DAFpayOAuth Integration (for DAFs)

Integration Checklist

Everything required to go from kickoff to live, and how the certification process works.

Build checklist

Authorization server

  • OAuth 2.0 / OIDC authorization server reachable at a public issuer URL (Okta, Auth0, Cognito, or custom)
  • Hosted login page that renders at popup dimensions (~460×720) and on mobile web
  • Confidential client registered for Chariot with staging and production redirect URIs
  • Authorization Code flow with state round-trip (PKCE recommended — see Security Best Practices)
  • Scopes: openid profile email offline_access (plus any custom scopes you require)
  • Tokens scoped to DAF granting only — never to investment, banking, or brokerage systems (see Scope of access)
  • ID Token with stable sub and email claims
  • Refresh tokens rotated with each use (preferred) or expiring after 13+ months — see Connection Lifetime
  • Error redirects on cancel/failure (error, error_description)
  • Token revocation endpoint (recommended)

Resource APIs

  • Get Current Donor
  • List Funds (with grantable balances)
  • Search Organizations by EIN (only if your grant API can’t accept an EIN directly)
  • Create Grant — idempotent (required), with the Chariot ID carried onto the grant letter
  • Get Grant Status

Environments

  • Sandbox/staging environment mirroring production behavior
  • At least 2 test donor accounts (including one with multiple funds)
  • A test fund with a small balance (for over-balance rejection testing)

Exchange of information

You send Chariot (via the secure channel we provide — never email secrets):

Item
ISSUER_BASE_URLOIDC issuer, ideally with /.well-known/openid-configuration
client_id / client_secretPer environment
API base URLs + docsFor your resource endpoints
Refresh token policyLifetime, idle timeout, rotation on/off
Sandbox credentialsTest donor logins
Technical contactFor integration support and incident escalation

Chariot sends you:

Item
Redirect URIsStaging and production callback URLs
Static IP rangeIf you require allowlisting
Integration contactYour dedicated Chariot engineer

Certification

Before launch, Chariot runs a certification pass against your sandbox:

  1. Auth flows — happy path, donor cancellation, error redirects, mobile web
  2. Token lifecycle — refresh after access-token expiry; rotation grace window (if rotating); behavior after revocation (invalid_grant)
  3. Connection persistence — refresh succeeds after a simulated dormancy period, verified against your stated refresh-token policy
  4. Grant lifecycle — create, duplicate-submission idempotency, status polling, rejection with status_description
  5. Edge cases — multi-fund donors, insufficient balance, unknown EIN, expired access token mid-flow

Once certified, we launch your DAF in DAFpay production behind a flag, run a small set of live test grants together, then enable you for all nonprofits.

Timeline

PhaseOwnerTypical duration
Kickoff & credential exchangeBoth~1 week
Your build (existing IdP + existing grant APIs)You2–4 weeks
Your build (from scratch)You1–2 months
Chariot integration build & certificationChariot1–2 weeks
Production launch & live verificationBoth~1 week

FAQ

Do grants still go through the Donor Accounts decisioning API?

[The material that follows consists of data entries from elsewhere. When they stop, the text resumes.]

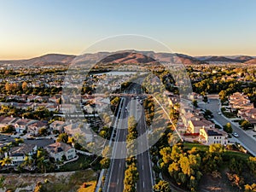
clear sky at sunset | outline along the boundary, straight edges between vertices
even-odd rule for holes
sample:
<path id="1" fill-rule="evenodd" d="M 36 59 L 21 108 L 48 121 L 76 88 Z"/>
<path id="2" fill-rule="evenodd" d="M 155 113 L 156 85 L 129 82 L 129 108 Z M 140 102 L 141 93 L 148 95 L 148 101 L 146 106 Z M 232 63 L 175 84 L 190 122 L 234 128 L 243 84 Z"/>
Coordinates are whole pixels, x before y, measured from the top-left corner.
<path id="1" fill-rule="evenodd" d="M 255 8 L 255 0 L 2 0 L 0 59 L 78 55 L 120 34 L 191 55 L 256 55 Z"/>

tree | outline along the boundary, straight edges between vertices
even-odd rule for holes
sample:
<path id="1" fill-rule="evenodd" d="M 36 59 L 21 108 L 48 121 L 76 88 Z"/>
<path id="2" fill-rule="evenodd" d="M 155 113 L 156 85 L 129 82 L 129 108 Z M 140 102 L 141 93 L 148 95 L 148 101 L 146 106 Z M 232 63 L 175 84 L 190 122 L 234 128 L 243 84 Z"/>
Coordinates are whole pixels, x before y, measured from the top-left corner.
<path id="1" fill-rule="evenodd" d="M 203 96 L 203 102 L 208 102 L 208 97 L 207 96 Z"/>
<path id="2" fill-rule="evenodd" d="M 243 130 L 247 130 L 249 127 L 252 127 L 253 125 L 251 123 L 247 120 L 243 120 L 241 124 L 241 126 L 242 127 Z"/>
<path id="3" fill-rule="evenodd" d="M 66 132 L 61 133 L 58 136 L 57 142 L 62 142 L 67 143 L 68 142 L 68 135 Z"/>
<path id="4" fill-rule="evenodd" d="M 196 101 L 196 100 L 193 100 L 193 101 L 192 101 L 192 105 L 193 105 L 195 108 L 198 108 L 197 101 Z"/>
<path id="5" fill-rule="evenodd" d="M 4 166 L 6 165 L 9 165 L 12 163 L 12 159 L 9 157 L 5 157 L 3 160 L 0 160 L 1 166 Z"/>
<path id="6" fill-rule="evenodd" d="M 160 180 L 158 183 L 154 185 L 154 191 L 157 192 L 171 192 L 170 184 L 166 181 Z"/>
<path id="7" fill-rule="evenodd" d="M 24 81 L 21 84 L 21 88 L 23 91 L 26 91 L 27 90 L 27 84 L 26 81 Z"/>
<path id="8" fill-rule="evenodd" d="M 11 133 L 15 131 L 15 126 L 12 125 L 8 125 L 2 129 L 3 133 Z"/>
<path id="9" fill-rule="evenodd" d="M 38 182 L 36 185 L 36 188 L 35 188 L 35 190 L 34 192 L 43 192 L 44 189 L 43 189 L 43 184 L 41 182 Z"/>
<path id="10" fill-rule="evenodd" d="M 103 158 L 101 161 L 100 161 L 101 166 L 102 169 L 108 169 L 110 166 L 110 160 L 109 158 Z"/>
<path id="11" fill-rule="evenodd" d="M 227 123 L 225 125 L 224 125 L 224 131 L 226 131 L 227 133 L 232 133 L 233 132 L 233 129 L 231 126 L 230 123 Z"/>
<path id="12" fill-rule="evenodd" d="M 47 135 L 47 129 L 46 128 L 41 128 L 39 131 L 38 131 L 38 135 L 39 136 L 46 136 Z"/>

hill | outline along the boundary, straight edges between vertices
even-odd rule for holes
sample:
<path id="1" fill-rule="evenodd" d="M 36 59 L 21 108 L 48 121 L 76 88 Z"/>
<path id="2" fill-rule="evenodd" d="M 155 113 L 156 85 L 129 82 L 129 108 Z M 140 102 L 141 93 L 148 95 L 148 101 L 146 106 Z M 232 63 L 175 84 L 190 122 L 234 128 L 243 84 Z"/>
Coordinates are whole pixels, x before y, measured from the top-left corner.
<path id="1" fill-rule="evenodd" d="M 256 58 L 255 59 L 251 59 L 251 60 L 246 61 L 245 64 L 248 64 L 248 65 L 254 65 L 254 64 L 256 64 Z"/>
<path id="2" fill-rule="evenodd" d="M 230 58 L 224 57 L 224 56 L 211 56 L 210 58 L 204 60 L 204 61 L 207 61 L 207 62 L 241 62 L 240 60 L 230 59 Z"/>

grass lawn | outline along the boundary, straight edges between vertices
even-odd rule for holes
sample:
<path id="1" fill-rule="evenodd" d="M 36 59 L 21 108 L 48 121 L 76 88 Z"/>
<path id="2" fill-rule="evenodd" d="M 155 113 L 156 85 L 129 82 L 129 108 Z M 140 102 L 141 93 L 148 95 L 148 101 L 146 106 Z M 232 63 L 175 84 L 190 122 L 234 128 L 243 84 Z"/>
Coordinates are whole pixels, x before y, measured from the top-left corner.
<path id="1" fill-rule="evenodd" d="M 236 151 L 226 151 L 224 155 L 226 155 L 227 157 L 229 157 L 230 159 L 231 158 L 235 158 L 235 159 L 242 159 L 242 160 L 247 160 L 249 158 L 249 154 L 244 154 L 241 152 L 236 152 Z"/>
<path id="2" fill-rule="evenodd" d="M 82 184 L 78 192 L 94 192 L 96 189 L 96 182 L 86 182 Z"/>
<path id="3" fill-rule="evenodd" d="M 79 171 L 73 174 L 70 177 L 64 177 L 62 181 L 56 183 L 48 183 L 44 184 L 46 191 L 50 192 L 90 192 L 94 191 L 96 183 L 97 175 L 93 170 Z M 88 188 L 84 187 L 84 183 L 91 183 Z M 81 190 L 80 190 L 81 189 Z"/>
<path id="4" fill-rule="evenodd" d="M 206 151 L 209 148 L 209 146 L 202 145 L 199 143 L 183 143 L 183 145 L 184 145 L 184 149 L 188 149 L 188 150 L 190 150 L 192 148 L 195 147 L 201 151 Z"/>
<path id="5" fill-rule="evenodd" d="M 78 170 L 83 170 L 89 167 L 90 163 L 92 161 L 92 157 L 79 154 L 79 160 L 73 162 L 67 163 L 64 166 L 61 166 L 61 172 L 73 172 Z"/>

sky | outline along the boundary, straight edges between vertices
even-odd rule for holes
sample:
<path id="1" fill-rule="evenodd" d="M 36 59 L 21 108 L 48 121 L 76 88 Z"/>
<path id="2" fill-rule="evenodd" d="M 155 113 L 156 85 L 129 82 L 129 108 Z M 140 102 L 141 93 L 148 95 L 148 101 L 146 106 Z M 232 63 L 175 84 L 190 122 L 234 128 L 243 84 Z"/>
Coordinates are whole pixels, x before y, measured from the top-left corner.
<path id="1" fill-rule="evenodd" d="M 122 34 L 194 56 L 256 56 L 255 7 L 255 0 L 0 0 L 0 60 L 79 55 Z"/>

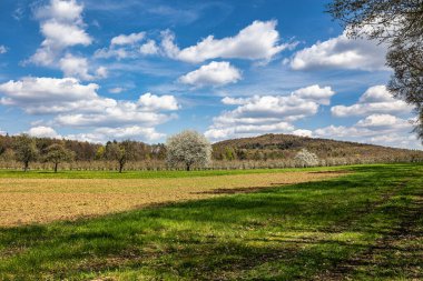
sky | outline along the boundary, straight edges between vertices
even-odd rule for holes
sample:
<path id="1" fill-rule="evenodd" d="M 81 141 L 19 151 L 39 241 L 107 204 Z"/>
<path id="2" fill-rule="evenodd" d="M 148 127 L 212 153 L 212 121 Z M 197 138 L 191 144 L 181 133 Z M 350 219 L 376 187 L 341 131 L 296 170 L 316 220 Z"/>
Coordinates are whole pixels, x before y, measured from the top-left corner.
<path id="1" fill-rule="evenodd" d="M 422 149 L 386 46 L 315 0 L 1 0 L 0 133 L 289 133 Z"/>

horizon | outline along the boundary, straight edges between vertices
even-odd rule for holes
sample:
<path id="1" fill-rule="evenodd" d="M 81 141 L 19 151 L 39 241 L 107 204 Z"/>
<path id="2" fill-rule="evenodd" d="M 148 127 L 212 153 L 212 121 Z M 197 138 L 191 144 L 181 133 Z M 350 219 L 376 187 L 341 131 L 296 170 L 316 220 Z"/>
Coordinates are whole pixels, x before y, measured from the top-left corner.
<path id="1" fill-rule="evenodd" d="M 326 2 L 2 1 L 0 134 L 422 150 L 413 108 L 385 88 L 386 47 L 348 39 Z"/>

No. In the OAuth model, grants are created directly in your system via your Create Grant API and flow through your normal internal review pipeline. The Donor Accounts decisioning API is for DAFs without their own APIs.

Can we support both integrations?

No — only one integration is supported per DAF.

What happens if a donor’s refresh token expires or is revoked?

On their next donation, DAFpay prompts them to re-link your DAF — they go through your login flow once more, and a fresh connection is established. Their DAFpay account, history, and Donor Account are unaffected. For expiry, this is the expected reauthorization path; rotation-on-use keeps active donors connected without it.